10. Teori Sublimasi (Ed. Clapatade). Melalui bermain seseorang yang memiliki insting/naluri yang rendah
berproses menuju perubahan menjadi perbuatan& tindakan kea rah yang lebih baik
11. Rekapitulasi / Evolusi / Reinkarnasi (Hall). Permainan merupakan kesimpulan dari masa lalu (anak
akan bermain permainan yang pernah dimainkan oleh nenek moyangnya), anak akan tumbuh secara
wajar jika ia mengalami tahap pertumbuhan dan perkembangan secara wajar sehingga perlu
diperhatikan dan didukung tahap perkembangan anak tersebut.
12. Teori Belajar Sosial.

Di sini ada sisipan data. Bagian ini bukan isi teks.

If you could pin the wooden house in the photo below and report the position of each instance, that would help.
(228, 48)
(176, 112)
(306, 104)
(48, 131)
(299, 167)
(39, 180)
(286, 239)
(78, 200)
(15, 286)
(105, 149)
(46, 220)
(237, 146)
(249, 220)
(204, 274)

Manusia sebagai makluk monodualisme yaitu makluk individu dan makluk sosial.
Bermain dapat menjadi sarana atau media untuk bersosialisasi dan berinteraksi, berkomunikasi dengan
individu lain atau makhluk sosial 
13. Teori Psikoanalisa (Sigmund Freud). Bermain sebagai media, sarana, alat atau cara untuk
menyalurkan emosi-emosi dari dalam diri. Bermain juga sebagai media untuk belajar mengatasi
pengalaman traumatik atau frustasi.
14. Teori Kompensasi. Bermain selain berfungsi sebagai pengisi waktu luang dan penyalur rekreasi tetapi
tetapi menjadi kebutuhan untuk mendapatkan penghargaan dan sebagai pertahanan hidup (sebagai
profesi).
15. Teori Kognitif (Piaget&Vygotsky). Bermain merupakan bagian atau tahap perkembangan kognitif (daya
tangkap, daya tiru, daya imajinasi daya ingat) yang harus dilalui oleh seorang anak. Bermain juga
merupakan sarana belajar berpikir dan mengungkapkan ide-ide (kreatifitas/daya cipta) maupun
imajinasi Tokoh Nasional Indonesia Ki Hadjar Dewantara, tentang bermain :yaitu : Bermain bagi anak
merupakan kodrat alam mempunyai pembawaan masing masing serta kebebasan untuk berbuat serta
mengatur dirinya sendiri.
Kekuatan kodrati yang ada pada anak ini tiada lain adalah suatu kekuatan dalam kehidupan lahir dan
batin anak yang ada karena kekuasaan kodrat (karena faktor pembawaan atau keturunan yang
ditakdirkan secara ajali).
Ki Hadjar Dewantara menaruh perhatian penuh terhadap permainan anak dalam kaitannya dengan
pendidikan Nasional. Permainan sesuai dengan jiwa anak sebagai pemenuhan daya khayal dan
dorongan bergerak, maka permainan merupakan faktor yang sangat penting untuk pendidikan yang
banyak diberikan di Taman Indrya, Taman Anak, dan Taman Muda.